É comum com a idade a fixação no passado, a rememorar paraísos percorridos ou terrenos pantanosos vencidos. Tudo faz parte. Recorrendo insistentemente a esse tempo ascendente, Gilberto tem o descortino como permanente meta. Bonito vê-lo discorrer encantado, como um jovem em plena fase efusiva, sobre as terras novas ou reconquistadas nas últimas décadas, revisitação sob novo olhar. U.S.A., Bélgica, Holanda, Alemanha e, preferencialmente, a Rússia. Diria, São Petersburgo. Ter lá estado, assistir a apresentação de suas obras e conhecer o solo que viu passar os monstros sagrados da música russa sintetizam o autêntico maravilhamento. Aliás, ao ler-se Viver sua Música, tem-se a impressão de que se não fosse Santos sua cidade, escolheria a cidade do Museu Hermitage, do Teatro Mariinsky e dos passos, que ecoam ainda, dos grandes mestres do Conservatório: “andei pelos corredores e escadarias por onde também andaram Rimsky Kórsakov, Glazunof, Anton Rubinstein, Tchaikovsky, e ainda Prokofief, Shostakovich, Galina Ustvolskaya e… Igor Stravinsky!”, escreve reverencialmente o nosso mais importante e festejado compositor erudito vivo brasileiro.

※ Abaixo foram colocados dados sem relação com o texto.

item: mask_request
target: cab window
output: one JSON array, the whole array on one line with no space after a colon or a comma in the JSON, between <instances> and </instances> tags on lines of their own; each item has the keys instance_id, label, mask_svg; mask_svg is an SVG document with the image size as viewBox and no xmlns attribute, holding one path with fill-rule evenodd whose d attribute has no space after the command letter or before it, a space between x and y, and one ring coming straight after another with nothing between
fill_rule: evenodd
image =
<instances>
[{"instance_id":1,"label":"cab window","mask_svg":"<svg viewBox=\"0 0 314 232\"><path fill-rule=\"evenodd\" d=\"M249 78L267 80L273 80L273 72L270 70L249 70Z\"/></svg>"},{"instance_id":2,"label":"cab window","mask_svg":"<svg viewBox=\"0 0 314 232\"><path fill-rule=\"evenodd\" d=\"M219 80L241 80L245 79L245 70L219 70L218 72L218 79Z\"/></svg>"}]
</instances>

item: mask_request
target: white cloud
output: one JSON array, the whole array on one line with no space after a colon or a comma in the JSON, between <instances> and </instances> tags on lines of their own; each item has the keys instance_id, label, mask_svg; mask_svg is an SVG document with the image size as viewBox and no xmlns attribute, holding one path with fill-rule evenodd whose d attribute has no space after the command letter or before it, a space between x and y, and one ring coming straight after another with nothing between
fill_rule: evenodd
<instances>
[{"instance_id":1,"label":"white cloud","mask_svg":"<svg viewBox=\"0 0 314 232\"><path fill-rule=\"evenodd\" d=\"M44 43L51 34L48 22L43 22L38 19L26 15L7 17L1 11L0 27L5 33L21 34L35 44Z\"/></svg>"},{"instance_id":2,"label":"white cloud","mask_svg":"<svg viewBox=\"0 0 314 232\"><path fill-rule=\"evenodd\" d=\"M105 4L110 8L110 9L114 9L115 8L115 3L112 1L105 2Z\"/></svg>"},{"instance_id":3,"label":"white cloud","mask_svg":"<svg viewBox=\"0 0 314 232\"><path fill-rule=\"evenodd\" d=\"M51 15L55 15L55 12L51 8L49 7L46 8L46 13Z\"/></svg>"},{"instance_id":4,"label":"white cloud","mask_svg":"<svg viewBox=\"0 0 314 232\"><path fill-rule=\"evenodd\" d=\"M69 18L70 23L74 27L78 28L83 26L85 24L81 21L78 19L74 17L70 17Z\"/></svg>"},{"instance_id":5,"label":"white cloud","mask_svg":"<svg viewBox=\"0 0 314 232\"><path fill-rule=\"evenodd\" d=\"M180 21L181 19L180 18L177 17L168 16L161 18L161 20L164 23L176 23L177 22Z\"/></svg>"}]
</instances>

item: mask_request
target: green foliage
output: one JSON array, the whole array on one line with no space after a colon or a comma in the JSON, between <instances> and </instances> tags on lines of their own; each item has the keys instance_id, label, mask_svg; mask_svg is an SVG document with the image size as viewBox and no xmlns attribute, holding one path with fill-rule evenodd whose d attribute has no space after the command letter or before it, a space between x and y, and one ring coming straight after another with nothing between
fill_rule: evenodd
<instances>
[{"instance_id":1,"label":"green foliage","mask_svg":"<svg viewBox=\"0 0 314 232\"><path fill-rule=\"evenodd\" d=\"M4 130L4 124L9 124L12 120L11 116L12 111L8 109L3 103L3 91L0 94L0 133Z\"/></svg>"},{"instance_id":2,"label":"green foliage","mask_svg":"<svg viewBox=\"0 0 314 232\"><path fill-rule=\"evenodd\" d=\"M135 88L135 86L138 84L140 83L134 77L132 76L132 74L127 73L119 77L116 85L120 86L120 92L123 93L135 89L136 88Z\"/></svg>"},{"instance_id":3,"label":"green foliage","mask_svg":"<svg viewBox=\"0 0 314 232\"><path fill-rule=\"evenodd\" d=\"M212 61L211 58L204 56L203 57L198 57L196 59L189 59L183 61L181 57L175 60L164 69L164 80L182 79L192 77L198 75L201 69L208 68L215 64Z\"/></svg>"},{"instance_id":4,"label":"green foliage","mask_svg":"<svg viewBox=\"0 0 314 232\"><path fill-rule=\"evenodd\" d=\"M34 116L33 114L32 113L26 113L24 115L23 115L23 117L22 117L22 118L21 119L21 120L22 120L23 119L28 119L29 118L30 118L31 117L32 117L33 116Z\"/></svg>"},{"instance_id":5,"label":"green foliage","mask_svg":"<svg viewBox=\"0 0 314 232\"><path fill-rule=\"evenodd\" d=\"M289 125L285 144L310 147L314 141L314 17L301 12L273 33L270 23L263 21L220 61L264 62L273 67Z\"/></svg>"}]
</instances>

A euforia de Gilberto é total e os locais novos são incorporados aos antigos, a enriquecer sua enciclopédia. Está tudo lá, passado, presente e, logo mais, outros futuros. A memória extraordinária do grande músico, compositor e amante da vida registra o mínimo detalhe e insere as gradações sensoriais e emotivas. O peixe e o vinho em jantar com Eleazar de Carvalho, o peixe roubado pelo urubu em seu terraço, o cinema – essa paixão absoluta -, a Av. Nevskiy em São Petersburgo, nada escapa ao olhar extasiado. Ao final volta à escrita musical e algumas partituras, assim como um catálogo básico, completam a bela obra de Gilberto Mendes.
Livro para ser apreciado a conta-gotas. Através dele, pode-se perceber como a dedicação à música ultrapassa qualquer barreira, desde que vocação à flor da pele exista. Torna-se, nessa condição, imanente no caráter do homem. E mesmo a ideologia, tão presente em Gilberto Mendes, tem o cunho de profundo humanismo. Ideologia de esquerda, autêntica, mas embalada aos sons dos trópicos, do Havaí inclusive. Há exceções em sua obra musical, onde a tragédia é denunciada. Contudo, é o todo que se manifesta homogêneo. A contracapa reproduz a pintura carinhosa de sua esposa Eliane, que consegue extrair essa serenidade do compositor – aparente talvez -, e também o testemunho de Gilberto: “É o que eu chamo de som da felicidade. O prazer da felicidade que a beleza musical pode nos proporcionar, como no caso de As Bodas de Fígaro, de Mozart. ‘Ah tutti contenti’! Viver a emoção provocada por essa beleza, que encerra a dor do mundo – a beleza intensa dói! – e também a alegria, que é o amor, significa viver a música, em toda a sua estranheza e ambiguidade. Isso é o que é a música para mim”.